Module: FoundationPro

Clusters data using KMeans algorithm.

Name Type Range Description
Input value inData RealArrayArray Data set, array of examples
Input value inClusters Integer 2 - + Number of clusters to extract
Input value inMaxIterations Integer 10 - 1000 Maximal number of procedure iterations
Input value inSeed Integer 0 - Seed to init random engine
Input value inTerminationFactor Real 1.0 - 2.0 Additional factor of procedure stop
Input value inClusteringMethod KMeansClusteringMethod KMeans variant to use
Output value outCentroids Matrix Resulting centroid points in feature space
Output value outPointToClusterAssignment IntegerArray Array of input point assignments to generated clusters
Output value outDistanceSum Real Sum of squared distances from points to its respective cluster centroids

Errors

This filter can throw an exception to report error.
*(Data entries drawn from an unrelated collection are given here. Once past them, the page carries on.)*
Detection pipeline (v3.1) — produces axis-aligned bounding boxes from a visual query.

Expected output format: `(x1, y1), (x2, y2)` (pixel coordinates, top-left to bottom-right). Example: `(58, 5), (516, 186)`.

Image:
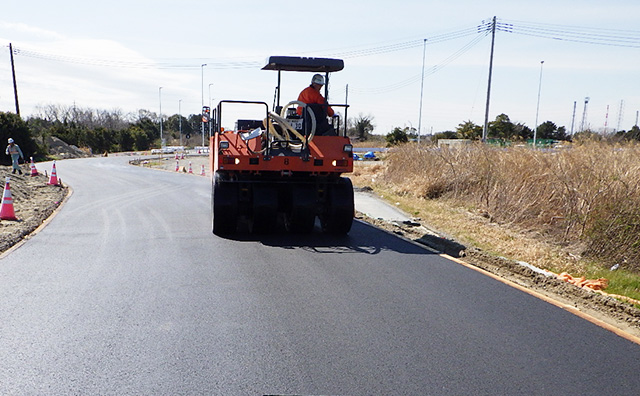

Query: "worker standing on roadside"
(5, 138), (24, 174)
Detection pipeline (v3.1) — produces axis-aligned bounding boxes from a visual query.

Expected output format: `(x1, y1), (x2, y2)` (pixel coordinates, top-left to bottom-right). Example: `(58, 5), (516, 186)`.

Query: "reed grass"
(372, 142), (640, 273)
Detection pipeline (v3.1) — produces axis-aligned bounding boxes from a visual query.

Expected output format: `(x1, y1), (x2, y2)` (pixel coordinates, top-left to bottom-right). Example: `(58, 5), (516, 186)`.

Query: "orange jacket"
(297, 85), (334, 117)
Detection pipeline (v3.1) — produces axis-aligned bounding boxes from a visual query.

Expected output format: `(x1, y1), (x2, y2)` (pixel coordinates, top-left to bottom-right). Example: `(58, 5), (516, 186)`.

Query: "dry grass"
(353, 143), (640, 300)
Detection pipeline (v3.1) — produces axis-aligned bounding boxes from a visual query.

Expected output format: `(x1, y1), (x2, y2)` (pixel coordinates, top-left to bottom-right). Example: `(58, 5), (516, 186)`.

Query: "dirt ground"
(5, 155), (640, 342)
(0, 164), (69, 254)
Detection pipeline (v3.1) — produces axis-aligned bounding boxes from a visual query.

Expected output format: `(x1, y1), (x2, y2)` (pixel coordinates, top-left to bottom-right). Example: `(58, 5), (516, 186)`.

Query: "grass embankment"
(353, 143), (640, 299)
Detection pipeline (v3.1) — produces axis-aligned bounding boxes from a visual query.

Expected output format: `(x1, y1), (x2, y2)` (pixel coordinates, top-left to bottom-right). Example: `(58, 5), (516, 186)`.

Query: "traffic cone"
(31, 157), (38, 176)
(47, 161), (60, 186)
(0, 177), (18, 220)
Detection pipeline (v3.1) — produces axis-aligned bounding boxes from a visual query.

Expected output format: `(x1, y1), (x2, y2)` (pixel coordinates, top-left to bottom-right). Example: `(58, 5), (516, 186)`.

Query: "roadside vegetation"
(355, 140), (640, 299)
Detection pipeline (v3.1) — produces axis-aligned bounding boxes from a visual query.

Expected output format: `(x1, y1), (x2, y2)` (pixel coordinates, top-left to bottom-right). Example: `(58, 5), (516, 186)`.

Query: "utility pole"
(533, 61), (544, 148)
(616, 99), (624, 132)
(200, 63), (207, 147)
(418, 39), (427, 143)
(569, 100), (578, 136)
(580, 96), (589, 132)
(178, 99), (182, 146)
(9, 43), (20, 115)
(482, 16), (496, 142)
(158, 87), (164, 147)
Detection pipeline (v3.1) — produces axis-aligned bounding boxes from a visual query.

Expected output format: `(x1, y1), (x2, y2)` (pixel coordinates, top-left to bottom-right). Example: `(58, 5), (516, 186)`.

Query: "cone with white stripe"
(47, 161), (60, 186)
(0, 177), (18, 220)
(31, 157), (38, 177)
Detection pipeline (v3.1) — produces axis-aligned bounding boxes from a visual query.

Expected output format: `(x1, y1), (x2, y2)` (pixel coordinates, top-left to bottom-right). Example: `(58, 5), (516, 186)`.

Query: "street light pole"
(533, 61), (544, 148)
(209, 83), (213, 139)
(200, 63), (207, 147)
(158, 87), (163, 147)
(178, 99), (182, 146)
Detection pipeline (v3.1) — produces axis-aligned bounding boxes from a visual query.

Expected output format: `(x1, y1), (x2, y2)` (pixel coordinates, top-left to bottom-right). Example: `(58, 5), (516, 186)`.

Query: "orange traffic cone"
(31, 157), (38, 177)
(47, 161), (60, 186)
(0, 177), (18, 220)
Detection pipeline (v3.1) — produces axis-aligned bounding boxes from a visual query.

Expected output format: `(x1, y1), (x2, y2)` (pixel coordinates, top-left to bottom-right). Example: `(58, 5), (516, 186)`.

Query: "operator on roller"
(297, 74), (335, 135)
(5, 138), (24, 174)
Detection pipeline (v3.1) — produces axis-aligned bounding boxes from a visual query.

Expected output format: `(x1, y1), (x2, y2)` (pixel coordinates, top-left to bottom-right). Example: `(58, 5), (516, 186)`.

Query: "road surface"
(0, 157), (640, 395)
Read how to deal with errors in Error Handling.

List of possible exceptions:

Error type Description
DomainError Cannot make more clusters than there is data in input dataset in ClusterData_KMeans.
DomainError Empty dataset on input in ClusterData_KMeans.
DomainError Inconsistent number of data coordinates in input dataset in ClusterData_KMeans.

Complexity Level

This filter is available on Expert Complexity Level.